Collections > Electronic Theses and Dissertations > Association Analysis of Rare Variants in Sequencing Studies
pdf

Recent advances in sequencing technologies have made it possible to explore the influence of rare variants on complex diseases and traits. Large-scale sequencing studies provide the opportunity to examine the proportion of the missing heritability that is attributable to rare variants. They also pose a range of analytical and computational challenges that cannot be adequately addressed with existing methods. For the association analysis of the rare variants, it is customary to aggregate rare mutations within a gene to perform gene-level association analysis. In the first part of the dissertation, we develop asymptotic and resampling gene-level association tests for a variety of traits and study designs. We employ score statistics under appropriate statistical models to achieve numerical stability and computational efficiency. The resulting software SCORE-Seq features a large collection of utilities devoted to perform gene-level association analysis in different scenarios. Trait-dependent sampling has been adopted in many sequencing projects to reduce cost. In the second part, we provide a valid and efficient maximum likelihood framework for analyzing binary secondary traits under such sampling strategy.

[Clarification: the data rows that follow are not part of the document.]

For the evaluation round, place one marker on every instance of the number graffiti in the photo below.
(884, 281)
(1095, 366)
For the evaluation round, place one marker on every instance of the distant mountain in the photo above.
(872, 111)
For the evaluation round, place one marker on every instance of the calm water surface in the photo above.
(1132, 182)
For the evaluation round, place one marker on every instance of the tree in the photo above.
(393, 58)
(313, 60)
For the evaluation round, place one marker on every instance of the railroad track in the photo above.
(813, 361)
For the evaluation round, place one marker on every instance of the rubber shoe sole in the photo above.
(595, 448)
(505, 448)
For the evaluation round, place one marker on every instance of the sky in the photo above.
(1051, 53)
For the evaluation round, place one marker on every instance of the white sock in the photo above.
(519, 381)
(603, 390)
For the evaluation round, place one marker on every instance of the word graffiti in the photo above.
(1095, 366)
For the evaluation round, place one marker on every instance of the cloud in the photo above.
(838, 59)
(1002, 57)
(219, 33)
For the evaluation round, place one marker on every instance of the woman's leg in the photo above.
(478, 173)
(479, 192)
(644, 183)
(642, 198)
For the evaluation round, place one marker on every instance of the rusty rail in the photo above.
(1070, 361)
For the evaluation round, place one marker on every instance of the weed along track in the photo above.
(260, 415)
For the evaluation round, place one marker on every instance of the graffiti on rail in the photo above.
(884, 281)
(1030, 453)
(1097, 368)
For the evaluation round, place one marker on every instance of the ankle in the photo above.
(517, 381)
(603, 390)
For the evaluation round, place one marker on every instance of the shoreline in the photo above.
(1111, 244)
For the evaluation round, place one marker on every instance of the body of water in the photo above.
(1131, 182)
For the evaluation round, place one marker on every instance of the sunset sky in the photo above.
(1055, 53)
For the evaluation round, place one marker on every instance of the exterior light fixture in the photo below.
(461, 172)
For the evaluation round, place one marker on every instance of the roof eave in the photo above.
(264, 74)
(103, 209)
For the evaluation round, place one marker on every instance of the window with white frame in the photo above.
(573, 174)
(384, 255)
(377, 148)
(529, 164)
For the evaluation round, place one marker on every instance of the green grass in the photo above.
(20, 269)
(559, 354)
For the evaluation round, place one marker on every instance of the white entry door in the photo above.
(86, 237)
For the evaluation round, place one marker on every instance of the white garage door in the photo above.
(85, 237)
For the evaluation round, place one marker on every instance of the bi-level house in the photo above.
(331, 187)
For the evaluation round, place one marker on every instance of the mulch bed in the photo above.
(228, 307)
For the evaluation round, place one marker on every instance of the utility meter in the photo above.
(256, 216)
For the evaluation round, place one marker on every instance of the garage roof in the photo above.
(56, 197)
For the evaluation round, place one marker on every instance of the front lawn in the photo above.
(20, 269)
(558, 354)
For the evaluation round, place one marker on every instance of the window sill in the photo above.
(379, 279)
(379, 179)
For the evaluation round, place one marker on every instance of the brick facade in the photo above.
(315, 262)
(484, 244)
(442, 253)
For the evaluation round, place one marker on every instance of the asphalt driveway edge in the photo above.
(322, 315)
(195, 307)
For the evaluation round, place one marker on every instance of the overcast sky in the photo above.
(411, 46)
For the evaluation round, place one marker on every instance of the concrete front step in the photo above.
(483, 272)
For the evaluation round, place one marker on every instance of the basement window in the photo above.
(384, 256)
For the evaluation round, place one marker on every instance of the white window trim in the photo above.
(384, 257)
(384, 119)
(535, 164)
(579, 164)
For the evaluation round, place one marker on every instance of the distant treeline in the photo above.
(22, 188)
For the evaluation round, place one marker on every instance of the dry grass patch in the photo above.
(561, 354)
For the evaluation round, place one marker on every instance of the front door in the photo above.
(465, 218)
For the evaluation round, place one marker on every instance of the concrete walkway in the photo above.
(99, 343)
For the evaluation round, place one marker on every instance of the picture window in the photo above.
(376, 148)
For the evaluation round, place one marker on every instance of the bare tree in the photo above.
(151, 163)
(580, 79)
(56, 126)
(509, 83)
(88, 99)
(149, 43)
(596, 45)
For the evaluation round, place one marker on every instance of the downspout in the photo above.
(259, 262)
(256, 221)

We produce the commonly used gene-level association tests and compare our methods with the naive methods ignoring the trait-dependent sampling. A single sequencing study is often underpowered to detect modest genetic effect of rare variants. Several methods are available to conduct meta-analysis for rare variants under fixed-effects models, which assume that the genetic effects are the same across all studies. In practice, genetic associations are likely to be heterogeneous among studies because of differences in population composition, environmental factors, phenotype and genotype measurements, or analysis method. In the third part, we propose a general framework for meta-analysis of sequencing studies that allows the genetic effects to vary among studies. We produce the fixed-effects and random-effects versions of all commonly used gene-level association tests. Our methods take score statistics, rather than individual participant data, as input and thus can accommodate any study designs and any phenotypes. We demonstrate through extensive simulation studies that our tests are more powerful than the existing ones in a wide range of practical situations.